Picasso Museum presents exhibition on the artist without distinction of periods

PARS.- He Picasso Museum of Paris inaugurates this Tuesday a exhibition which illustrates the voracious appetite for images of the painter Spanish, who collected thousands of postcards, photographs, posters and magazines as a source of inspiration.

Picasso iconofago is the title of the retrospective, open until September 15, with 87 works, 55 of them belonging to the museum’s collections.

Picasso was the example of an artist who knew how to take advantage of the techniques of mass reproduction of works of art of the 20th century, such as the postcards that museums began to print in abundance.

Wherever he could not go to see the paintings that interested him in person, the Spanish genius acquired images to study them, even if the reproductions were in black and white (colors that were also one of his preferred means of expression).

Until the end of the 19th century: “reproduction essentially rested on engravings or prints,” Cécile Debray, president of the Picasso Museum, explained to AFP.

“Suddenly there was an explosion, an avalanche of new images, coming from all over the world, and an opening to foreign, non-Western cultures. Picasso is aware that there are other ways of seeing and representing the real world,” he added.

inspiration

Picasso collected everything from illustrated humorous magazines, such as the Catalan Papitu, to erotic photos, posters, British or American magazines that he could not read, but whose illustrations were of the highest quality.

The exhibition is divided into four parts: Hero, Minotaur, Voyeur y Musketeer.

Based on the classic paintings by Jacques-Louis David and Nicolas Poussin on the myth of the Abduction of the Sabine WomenPicasso undoes and reconstructs those images, which will later serve as inspiration for his Guernica (1937).

And also for a little-known painting by the painter: Massacre in Korea, from 1951, which draws directly from the executions of Francisco de Goya on May 3, 1808.

In Minotaur Picasso takes advantage of the image of the mythical monster, half bull, half human, reproduced on postcards from Greek amphorae, to explore his sexual obsessions.

Goya and his bullfighting engravings once again appear as a determining influence. And that part of the exhibition gives way to a surprising display of the materials that Picasso managed to accumulate in his workshops, a chaotic mix of papers of all kinds and sizes.

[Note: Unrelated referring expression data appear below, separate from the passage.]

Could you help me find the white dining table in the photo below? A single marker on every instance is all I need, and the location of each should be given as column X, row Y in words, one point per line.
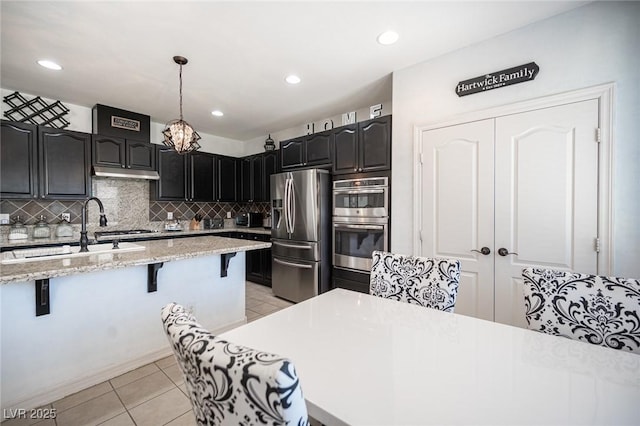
column 365, row 360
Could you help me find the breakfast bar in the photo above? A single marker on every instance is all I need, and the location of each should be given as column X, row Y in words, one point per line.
column 103, row 316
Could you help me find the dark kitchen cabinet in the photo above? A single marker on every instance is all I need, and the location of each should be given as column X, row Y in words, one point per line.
column 256, row 174
column 227, row 179
column 124, row 153
column 18, row 160
column 64, row 164
column 308, row 151
column 189, row 177
column 372, row 143
column 270, row 167
column 172, row 168
column 46, row 163
column 201, row 176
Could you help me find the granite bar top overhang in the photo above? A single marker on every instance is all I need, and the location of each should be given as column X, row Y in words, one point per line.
column 160, row 250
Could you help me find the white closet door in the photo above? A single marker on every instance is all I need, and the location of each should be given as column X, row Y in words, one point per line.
column 546, row 182
column 457, row 208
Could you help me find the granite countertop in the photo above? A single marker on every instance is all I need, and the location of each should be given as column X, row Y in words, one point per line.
column 5, row 243
column 160, row 250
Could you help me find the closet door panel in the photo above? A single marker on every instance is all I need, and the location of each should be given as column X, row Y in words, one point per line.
column 457, row 208
column 546, row 197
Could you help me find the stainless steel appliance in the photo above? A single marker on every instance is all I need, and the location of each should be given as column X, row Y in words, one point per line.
column 300, row 233
column 250, row 220
column 360, row 221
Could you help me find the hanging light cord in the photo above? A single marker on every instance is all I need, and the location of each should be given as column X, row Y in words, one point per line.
column 181, row 92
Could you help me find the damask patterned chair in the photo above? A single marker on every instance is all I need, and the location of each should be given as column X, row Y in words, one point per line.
column 594, row 309
column 230, row 384
column 429, row 282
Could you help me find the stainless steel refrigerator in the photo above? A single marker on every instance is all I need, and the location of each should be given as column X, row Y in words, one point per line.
column 300, row 233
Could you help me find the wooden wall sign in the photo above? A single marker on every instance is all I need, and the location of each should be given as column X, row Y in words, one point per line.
column 498, row 79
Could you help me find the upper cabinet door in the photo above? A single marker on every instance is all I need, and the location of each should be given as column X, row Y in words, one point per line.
column 202, row 177
column 292, row 154
column 172, row 168
column 108, row 151
column 318, row 148
column 345, row 149
column 270, row 168
column 65, row 163
column 227, row 178
column 18, row 160
column 374, row 137
column 140, row 155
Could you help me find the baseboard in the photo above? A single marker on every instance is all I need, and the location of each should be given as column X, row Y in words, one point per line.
column 71, row 387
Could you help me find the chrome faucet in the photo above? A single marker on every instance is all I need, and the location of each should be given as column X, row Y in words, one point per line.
column 84, row 241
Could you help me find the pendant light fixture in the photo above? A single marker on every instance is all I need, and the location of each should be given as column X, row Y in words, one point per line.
column 178, row 133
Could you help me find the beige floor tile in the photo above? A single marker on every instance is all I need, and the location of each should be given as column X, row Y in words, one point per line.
column 175, row 374
column 187, row 419
column 161, row 409
column 144, row 389
column 251, row 314
column 251, row 302
column 265, row 308
column 92, row 412
column 82, row 396
column 166, row 361
column 23, row 417
column 134, row 375
column 254, row 318
column 123, row 419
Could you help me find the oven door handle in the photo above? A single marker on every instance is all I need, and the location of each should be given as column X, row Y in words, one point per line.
column 342, row 225
column 295, row 265
column 275, row 243
column 358, row 191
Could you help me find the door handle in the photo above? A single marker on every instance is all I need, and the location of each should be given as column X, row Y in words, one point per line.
column 504, row 252
column 295, row 265
column 484, row 250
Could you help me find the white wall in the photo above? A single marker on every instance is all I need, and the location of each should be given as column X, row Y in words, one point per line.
column 590, row 45
column 80, row 119
column 256, row 145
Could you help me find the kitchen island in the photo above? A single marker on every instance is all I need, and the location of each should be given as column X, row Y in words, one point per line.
column 104, row 311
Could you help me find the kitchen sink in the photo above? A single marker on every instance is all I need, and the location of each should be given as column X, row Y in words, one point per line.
column 64, row 252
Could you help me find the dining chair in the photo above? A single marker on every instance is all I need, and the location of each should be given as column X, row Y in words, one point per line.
column 590, row 308
column 425, row 281
column 232, row 384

As well as 66 copper plates dedicated to the theme of Celestina, to illustrate a special edition of the novel by Fernando de Rojas, a masterpiece of 15th century Spanish literature.

Picasso also claimed to be a voyeur (voyeur).

Whether it’s a woman urinating on the beach (La pisseusse 1965) that is inspired by an etching by Rembrandt from 1631 or a painting that obsessed him for years, Lunch on the grass by Edouard Manet (1863).

Musketeer It not only explores Picasso’s attraction to the figure of the swordsman since his childhood, but also illustrates his way of approaching the myth of Don Quixote, and his devotion to El Greco and Velázquez.

Exiled in France, the Spanish genius will never be able to return to El Prado to admire “Las Meninas”, so he will keep dozens of prints, photographs or reproductions to version the painting.

New digital portal

Parallel to the exhibition, the Picasso Museum is advancing its enormous project to digitize the collection’s holdings, which has more than 200,000 objects of all kinds, donated to the French State by the family in 1992.

The Parisian museum launched a new digital portal on Monday to facilitate access for amateurs and experts. And he is preparing, in another mansion near his headquarters, the inauguration “between now and the end of the year” of the Center for Picasso Studies.